In a statement, the government said it had received word of the alleged attack by a group representing the Yanomami tribe, an indigenous people native to southern Venezuela.
The area, along the country's long, remote border with Brazil, has a history of violent clashes between natives, gold prospectors, and other would-be developers in the region.
A spokeswoman at the public prosecutor's office said the government could not yet confirm the attack nor how many people may have been killed.
Fellow Yanomami and an international native rights group, however, said only three people, from the village of 80, are known to be alive.
Luis Shatiwe, a leader of the Yanomami group, told a Venezuelan newspaper that the survivors were hunters who had been out of the village at the time of the alleged attack. The hunters, he added, heard a helicopter and gunfire and said a communal hut in the village was destroyed by fire.

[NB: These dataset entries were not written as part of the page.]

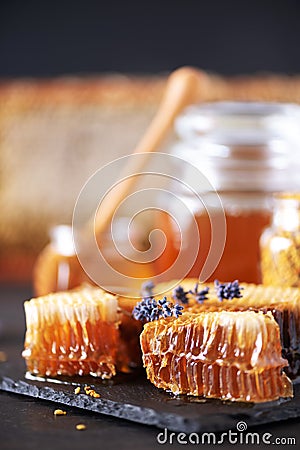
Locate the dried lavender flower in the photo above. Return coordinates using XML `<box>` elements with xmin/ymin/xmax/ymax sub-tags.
<box><xmin>214</xmin><ymin>279</ymin><xmax>244</xmax><ymax>301</ymax></box>
<box><xmin>133</xmin><ymin>296</ymin><xmax>183</xmax><ymax>322</ymax></box>
<box><xmin>141</xmin><ymin>280</ymin><xmax>155</xmax><ymax>298</ymax></box>
<box><xmin>190</xmin><ymin>283</ymin><xmax>210</xmax><ymax>304</ymax></box>
<box><xmin>173</xmin><ymin>303</ymin><xmax>184</xmax><ymax>318</ymax></box>
<box><xmin>172</xmin><ymin>285</ymin><xmax>189</xmax><ymax>304</ymax></box>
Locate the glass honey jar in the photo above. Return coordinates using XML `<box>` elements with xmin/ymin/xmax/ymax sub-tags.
<box><xmin>154</xmin><ymin>102</ymin><xmax>300</xmax><ymax>284</ymax></box>
<box><xmin>34</xmin><ymin>220</ymin><xmax>154</xmax><ymax>296</ymax></box>
<box><xmin>260</xmin><ymin>193</ymin><xmax>300</xmax><ymax>287</ymax></box>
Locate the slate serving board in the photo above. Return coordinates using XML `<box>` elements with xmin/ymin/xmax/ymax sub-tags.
<box><xmin>1</xmin><ymin>356</ymin><xmax>300</xmax><ymax>433</ymax></box>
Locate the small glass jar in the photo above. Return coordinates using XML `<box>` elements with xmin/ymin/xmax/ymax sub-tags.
<box><xmin>260</xmin><ymin>193</ymin><xmax>300</xmax><ymax>287</ymax></box>
<box><xmin>155</xmin><ymin>102</ymin><xmax>300</xmax><ymax>284</ymax></box>
<box><xmin>33</xmin><ymin>225</ymin><xmax>88</xmax><ymax>296</ymax></box>
<box><xmin>34</xmin><ymin>220</ymin><xmax>154</xmax><ymax>296</ymax></box>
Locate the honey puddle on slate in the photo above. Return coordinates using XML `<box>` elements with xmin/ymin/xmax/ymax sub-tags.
<box><xmin>25</xmin><ymin>370</ymin><xmax>293</xmax><ymax>409</ymax></box>
<box><xmin>25</xmin><ymin>368</ymin><xmax>143</xmax><ymax>387</ymax></box>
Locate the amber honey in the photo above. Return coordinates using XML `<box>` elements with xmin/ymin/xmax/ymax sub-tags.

Survival International, a London-based organization that seeks to protect native peoples, said in a statement that another Yanomami told the group that tribespeople had found bones and charred bodies in the village.
The group and the government both said that word of the alleged massacre is just emerging because of the remote location of the village, a five-hour helicopter flight, or a five-day walk, from Puerto Ayacucho, the capital city of the southern state of Amazonas.
Like other Amazon tribes, the Yanomami in recent decades have struggled with efforts by outsiders to tap jungle resources or otherwise develop the rainforest. Often, the conflicting interests result in violence, though much of it goes unreported because of the scale and remoteness of most of the Amazon.
In 1993, 16 Yanomami villagers were killed in Brazil during an attack by miners. Brazil eventually convicted several of the assailants.